Enemies are able to return the favour though. I found that playing through on the default difficulty level quite the challenge compared to other mainstream shooters. The tenacious enemy A.I. seemed on point, able to effectively surround and flank you while whittling away your health and armour with ease; I was forced to restart from a checkpoint several times. It’s this level of challenge which forces you to take advantage of the cover systems in place and make careful use of your ammunition and equipment.
Another pleasant addition to the series is the ‘perks’ you can unlock and apply to Herr Blazkowicz. Call of Duty players will be familiar the concept of these battle modifiers, which are unlocked by performing certain challenges; ‘Get 10 kills with a silenced pistol’, or ‘Eliminate 5 soldiers while sliding’. These perks are divided into four skill trees (stealth, tactical, assault, and demolition) and allow players to play through the campaign while being rewarded for their chosen play style.
It’s hard to believe Wolfenstein: The New Order’s id Tech 5 engine is already two and a half years old, and yet this is only the second title to take advantage of it after id’s own shooter Rage, back in 2011. The engine is as impressive as ever, with a great level of detail evident everywhere. I was running a PS4 build of the game, and everything ran at full 1080p resolution, with a mostly silky smooth 60 frames per second, dipping slightly only in the heat of battle. With a few months until launch, however, I have hope that these slight hiccups could be smoothed out and optimized for each platform.

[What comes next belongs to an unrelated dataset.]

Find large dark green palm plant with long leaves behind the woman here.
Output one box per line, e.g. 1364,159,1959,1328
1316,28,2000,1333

It is also worth noting that there are no multiplayer or co-op features whatsoever. I am told that the focus was instead to focus all available resources on a comprehensive single player campaign, which depending on your preferences, will either be a godsend or a disappointment. With the Call of Duty and Battlefield behemoths dominating the online shooter scene, the decision is certainly an understandable one.
I had perhaps unfairly dismissed Wolfenstein: The New Order after first seeing it last year, thinking it wouldn’t have enough of a ‘wow’ factor to differentiate itself amongst its competitors, but I’m supremely happy to be proven wrong thus far. With a unique identity and a surprising amount of replay value, Wolfenstein should be firmly on the radar for any shooter fan craving both an entertaining and challenging experience this Autumn.
Wolfenstein: The New Order will be available on PlayStation 3, Xbox 360, PC, PlayStation 4 and Xbox One on May 22nd, 2014.